Elles sont la preuve que vieillir est magnifique, elles ont toute une vie d’expérimentations mode, elles se fichent du regard des autres sur un réseau social impitoyable, elles sont pointues et audacieuses.
Décryptage des insta grands-mères.

@iris.apfel

Instagram est une plateforme d’images. Le concept de retouche n’est un secret pour personne, et on trouve encore des ados pour envier, pleurer et se morfondre devant leur miroir. Halte là ! Le body positivm n’est pas resté bloqué en 2018. Elles ont 64, 80, 78 ans, elles sont belles, elles se connaissent par coeur mais elles tentent des trucs, elles osent parce que à leur âge c’est maintenant ou jamais et puis who cares. Les grands-mères stylées affolent Instagram. Il n’y a rien de plus inspirant et de plus libre que ces photos de femmes qui sont juste elles-mêmes.

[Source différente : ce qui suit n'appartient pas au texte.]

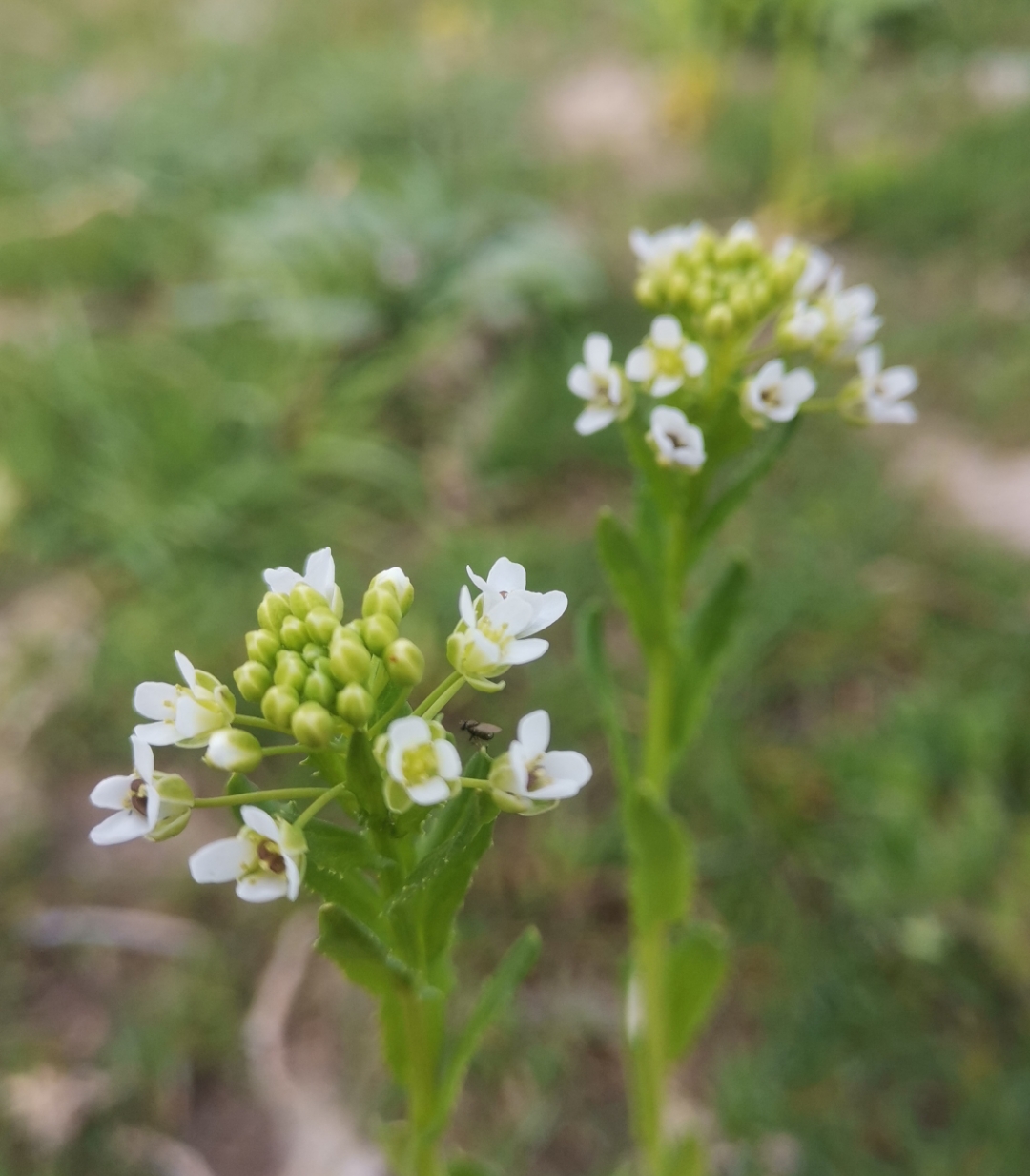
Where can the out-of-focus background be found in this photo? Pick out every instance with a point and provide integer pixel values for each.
(282, 274)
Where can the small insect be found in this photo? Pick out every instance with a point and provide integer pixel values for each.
(478, 732)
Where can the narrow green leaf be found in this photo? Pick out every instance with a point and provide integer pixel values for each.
(697, 962)
(631, 580)
(495, 996)
(662, 877)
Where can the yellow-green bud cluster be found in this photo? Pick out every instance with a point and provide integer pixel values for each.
(720, 286)
(312, 674)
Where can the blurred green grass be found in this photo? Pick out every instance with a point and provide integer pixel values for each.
(272, 278)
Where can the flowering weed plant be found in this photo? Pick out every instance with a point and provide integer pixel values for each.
(746, 341)
(393, 824)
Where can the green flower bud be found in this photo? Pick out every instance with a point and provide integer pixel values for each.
(252, 680)
(381, 601)
(302, 599)
(355, 705)
(278, 705)
(313, 652)
(313, 725)
(380, 631)
(321, 625)
(404, 662)
(233, 751)
(294, 632)
(718, 321)
(349, 661)
(291, 670)
(262, 645)
(319, 688)
(273, 610)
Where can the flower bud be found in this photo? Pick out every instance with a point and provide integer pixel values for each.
(273, 610)
(252, 680)
(313, 725)
(302, 599)
(355, 705)
(319, 688)
(262, 645)
(294, 632)
(404, 662)
(349, 660)
(321, 625)
(291, 670)
(381, 601)
(233, 751)
(278, 705)
(380, 631)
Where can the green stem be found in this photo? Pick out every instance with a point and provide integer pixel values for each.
(258, 797)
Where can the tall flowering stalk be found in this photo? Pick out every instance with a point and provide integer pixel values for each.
(746, 341)
(392, 826)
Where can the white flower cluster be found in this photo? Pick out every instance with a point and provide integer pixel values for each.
(717, 294)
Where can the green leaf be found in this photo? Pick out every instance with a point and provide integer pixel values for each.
(631, 580)
(495, 996)
(361, 954)
(662, 877)
(697, 962)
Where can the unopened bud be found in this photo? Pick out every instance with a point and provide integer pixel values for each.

Toute une vie pour s’apprécier.

@iconaccidental

Après une vie dans leur corps à essayer, kiffer, se rater, se sentir belle, s’apprendre, elles se reconnaissent dans une tendance ou dans une autre. Elles savent choisir, sans souci de la vibe du moment sauf quand ça leur va bien mieux qu’à nous, elles comprennent le tombé d’un jean, le plissé d’une jupe, les vestes volantées, les talons carrés sous les mocassins. Les grands-mères sont des puits de science, elles ont vu passer au moins trois décennies de mode, elles ont appris à vivre avec leurs complexes, en ont même détruit quelques uns, elles sont une célébration à elles seules.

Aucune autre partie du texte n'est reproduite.